Khieu Samphan, 90, one of many brutal regime’s few public faces, was sentenced in 2018 by a UN-backed court docket to life in jail for genocide.
The final surviving senior Khmer Rouge chief has denied duty for genocide dedicated greater than 40 years in the past in Cambodia throughout his closing remarks to a global tribunal.
Below the brutal Khmer Rouge regime led by “Brother Number one” Pol Pot, some two million Cambodians died from overwork, hunger and mass executions from 1975 to 1979.
Khieu Samphan, 90, one of many secretive regime’s few public faces, was sentenced in 2018 by a United Nations-backed court docket to life in jail for genocide dedicated towards ethnic-minority Vietnamese.
However his attorneys have argued since Monday in daylong enchantment hearings that the tribunal took a “selective method” to witness testimony to convict him.
“I categorically refuse the accusation that I had the intention to commit the crimes,” Khieu Samphan mentioned on Thursday on the finish of the hearings.
“I’ve by no means dedicated them.”
He mentioned his responsibility as president was guaranteeing nationwide sovereignty and independence from Vietnam, whose invasion toppled the regime.
Not one of the cadres has admitted being behind the atrocities of the “killing fields”, which worn out 1 / 4 of Cambodia’s inhabitants.
The three-year trial, which led to 2017, included the testimony of greater than 100 witnesses who described in chilling element the abuses and mass murders dedicated towards Cham Muslims and ethnic Vietnamese.
Khieu Samphan claimed he was not a part of the killing machine that exterminated almost 1 / 4 of Cambodia’s inhabitants, rejecting in forceful closing statements the label of “assassin”.
However the court docket sentenced him to life in jail – alongside “Brother Quantity 2” Nuon Chea who died in 2019 – for genocide and a litany of different crimes, together with pressured marriages and rapes.

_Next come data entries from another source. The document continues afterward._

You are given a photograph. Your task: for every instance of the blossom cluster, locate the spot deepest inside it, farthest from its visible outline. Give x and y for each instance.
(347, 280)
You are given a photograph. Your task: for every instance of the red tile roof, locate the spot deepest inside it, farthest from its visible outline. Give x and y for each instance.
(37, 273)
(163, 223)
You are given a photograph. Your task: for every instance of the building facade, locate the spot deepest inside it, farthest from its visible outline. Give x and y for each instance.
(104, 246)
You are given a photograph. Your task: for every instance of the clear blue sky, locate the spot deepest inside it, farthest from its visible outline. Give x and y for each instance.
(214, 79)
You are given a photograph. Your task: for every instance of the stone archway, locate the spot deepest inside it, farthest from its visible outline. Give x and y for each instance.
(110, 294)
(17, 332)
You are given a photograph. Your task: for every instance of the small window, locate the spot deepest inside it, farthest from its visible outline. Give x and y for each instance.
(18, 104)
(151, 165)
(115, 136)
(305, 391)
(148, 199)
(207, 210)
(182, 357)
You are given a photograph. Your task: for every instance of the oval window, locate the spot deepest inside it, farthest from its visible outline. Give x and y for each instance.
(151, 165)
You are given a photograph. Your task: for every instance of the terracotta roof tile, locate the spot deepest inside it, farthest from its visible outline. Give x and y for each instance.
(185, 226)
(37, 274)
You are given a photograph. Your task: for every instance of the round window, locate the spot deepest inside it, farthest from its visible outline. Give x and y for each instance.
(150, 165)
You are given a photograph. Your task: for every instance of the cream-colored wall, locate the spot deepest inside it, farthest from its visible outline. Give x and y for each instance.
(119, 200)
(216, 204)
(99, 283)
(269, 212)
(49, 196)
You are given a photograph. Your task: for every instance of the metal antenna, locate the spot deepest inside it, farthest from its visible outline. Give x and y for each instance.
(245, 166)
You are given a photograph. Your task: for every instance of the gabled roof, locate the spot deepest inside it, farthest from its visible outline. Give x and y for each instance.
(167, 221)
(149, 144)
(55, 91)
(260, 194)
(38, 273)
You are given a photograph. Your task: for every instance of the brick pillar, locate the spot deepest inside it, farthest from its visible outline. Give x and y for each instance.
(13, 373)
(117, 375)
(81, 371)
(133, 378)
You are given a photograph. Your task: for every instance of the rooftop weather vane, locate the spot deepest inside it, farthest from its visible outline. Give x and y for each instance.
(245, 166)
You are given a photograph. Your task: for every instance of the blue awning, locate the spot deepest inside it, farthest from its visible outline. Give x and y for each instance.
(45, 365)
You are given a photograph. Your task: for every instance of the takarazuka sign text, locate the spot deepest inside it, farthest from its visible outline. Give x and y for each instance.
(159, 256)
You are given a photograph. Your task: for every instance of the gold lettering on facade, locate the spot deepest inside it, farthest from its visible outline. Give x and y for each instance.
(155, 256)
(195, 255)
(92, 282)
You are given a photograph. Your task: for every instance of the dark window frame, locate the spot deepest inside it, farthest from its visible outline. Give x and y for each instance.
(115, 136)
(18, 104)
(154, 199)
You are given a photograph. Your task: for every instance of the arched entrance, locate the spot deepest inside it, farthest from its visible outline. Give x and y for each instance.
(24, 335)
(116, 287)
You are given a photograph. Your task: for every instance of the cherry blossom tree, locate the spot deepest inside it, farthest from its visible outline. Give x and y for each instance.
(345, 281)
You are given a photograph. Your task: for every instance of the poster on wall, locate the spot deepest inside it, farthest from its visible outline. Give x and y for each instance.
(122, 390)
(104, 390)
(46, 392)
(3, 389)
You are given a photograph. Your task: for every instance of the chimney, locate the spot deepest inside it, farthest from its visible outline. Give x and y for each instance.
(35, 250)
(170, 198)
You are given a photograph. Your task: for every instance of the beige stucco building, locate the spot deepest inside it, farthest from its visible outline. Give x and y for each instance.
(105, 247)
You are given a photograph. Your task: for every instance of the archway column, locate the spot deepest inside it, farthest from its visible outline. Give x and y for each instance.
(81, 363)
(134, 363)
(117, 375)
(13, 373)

The pair had been beforehand handed life sentences by the court docket in 2014 for crimes towards humanity over the violent pressured evacuation of Phnom Penh in April 1975, when Khmer Rouge troops drove the inhabitants of the capital into rural labour camps.
Responsible verdicts have to this point been reached by the Extraordinary Chambers within the Courts of Cambodia towards three former prime regime members, however a number of have died whereas on trial or earlier than indictments had been made.
Pol Pot, the architect of the “12 months Zero” revolution that sought to create a peasant utopia, died in 1998.
Regardless of the verdict to his enchantment on genocide fees could also be, Khieu Samphan mentioned on Thursday his destiny was already sealed.
“It doesn’t matter what you determine, I’ll die in jail,” he mentioned. “I’m judged symbolically, slightly than by my precise deeds as a person.”
The decision for the enchantment is predicted to come back in 2022.